According to family records and census data, John Biesecker's son in law, Peter Alt (1797-1891), born in Bavaria, Germany, was also an early settler in Quicktown. The Alts moved from Salem, Pennsylvania, to Quicktown in 1847, buying a farm from Balser Fetherman. Records suggest that the Fethermans never lived on this property.

The Swartz family was certainly one of the earliest families to settle Quicktown, although the original Swartzes in Madisonville, George and Jacob, seem to have settled in parts of Madisonville that are outside what is usually considered Quicktown.

By 1850, census records show the Alt, Dings, Hornbaker, Pedrick, Swartz, Wilcox families in the area. Of these, only the Pedrick and Wilcox families appear in Jefferson in the 1840 census, but a section is missing that includes the name of one family.

In 1861, Peter Alt sold his property to Joseph and Esther Ellis Mead and moved to Wisconsin. Joseph Mead (1804 -1880) was born in NY, the son of Selah Mead and Tamar Griffen. Esther Ellis (1819 - 1895) was born in Connecticut, the daughter of Isaac S. Ellis and Sarah Ann Pepper. Joseph had been a farmer in Providence, PA prior to buying their farm in Quicktown. The farm is still in the possession of Joseph Mead's descendants.

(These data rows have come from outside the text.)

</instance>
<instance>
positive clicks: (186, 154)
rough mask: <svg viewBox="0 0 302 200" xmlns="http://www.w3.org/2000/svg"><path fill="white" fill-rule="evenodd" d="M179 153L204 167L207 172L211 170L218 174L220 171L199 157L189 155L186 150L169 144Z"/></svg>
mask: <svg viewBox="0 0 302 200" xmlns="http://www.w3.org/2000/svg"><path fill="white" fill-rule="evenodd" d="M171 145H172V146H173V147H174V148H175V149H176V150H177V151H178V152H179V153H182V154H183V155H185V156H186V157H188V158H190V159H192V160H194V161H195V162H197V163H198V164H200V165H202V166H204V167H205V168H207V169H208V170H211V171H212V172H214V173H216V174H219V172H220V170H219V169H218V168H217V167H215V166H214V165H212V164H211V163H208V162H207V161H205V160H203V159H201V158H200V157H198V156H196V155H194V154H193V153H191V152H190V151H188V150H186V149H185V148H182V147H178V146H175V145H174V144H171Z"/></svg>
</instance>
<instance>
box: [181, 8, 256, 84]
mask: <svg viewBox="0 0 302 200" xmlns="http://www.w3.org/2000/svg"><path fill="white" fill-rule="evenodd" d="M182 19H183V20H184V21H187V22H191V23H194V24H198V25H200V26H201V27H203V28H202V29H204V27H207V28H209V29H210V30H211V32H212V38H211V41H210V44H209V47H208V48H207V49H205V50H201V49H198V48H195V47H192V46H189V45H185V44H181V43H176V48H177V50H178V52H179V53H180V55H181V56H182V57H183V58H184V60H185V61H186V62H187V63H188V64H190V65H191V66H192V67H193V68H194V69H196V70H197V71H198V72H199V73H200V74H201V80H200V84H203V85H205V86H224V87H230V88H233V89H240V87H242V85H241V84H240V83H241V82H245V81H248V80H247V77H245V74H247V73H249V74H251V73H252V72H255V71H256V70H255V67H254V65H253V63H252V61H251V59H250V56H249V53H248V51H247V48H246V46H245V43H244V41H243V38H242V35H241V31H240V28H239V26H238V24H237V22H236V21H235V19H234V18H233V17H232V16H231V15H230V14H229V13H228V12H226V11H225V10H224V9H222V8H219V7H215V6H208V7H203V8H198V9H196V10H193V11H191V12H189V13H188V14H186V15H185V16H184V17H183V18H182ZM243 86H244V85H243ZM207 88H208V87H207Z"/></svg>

Peter Alt's son, John Alt, a Civil War veteran, married Sarah Ann Clouse and settled at Carey's Corner where he worked as a blacksmith. Many of their descendants still reside in Quicktown.

Floyd Smith bought property in Quicktown from the Quick family, according to local word-of-mouth. Perhaps Almira Pedrick-Quick inherited the property from her parents, which would explain how Quicks came to own this property. This farm is owned by the Thomas family, descendants of Floyd Smith.

In 1873, "The Corners" had Madisonville Hall, located about where Yonk Mead's former garage stands and John Alt's blacksmith shop across the road. Later, Billy Fuegline built and operated a small one room store at Quicktown Corners. Eventually it was run by Durward "Huck" and Mary June (Alt) Field. The stand sold bread, candy, gasoline etc. and Huck ran a small equipment repair area there too. The stand closed up sometime in the 1950s or 1960s.

The Dings, Hornbaker, Pedrick, Swartz, and Wilcox names have since disappeared from Quicktown. The Alt and Mead families still remain.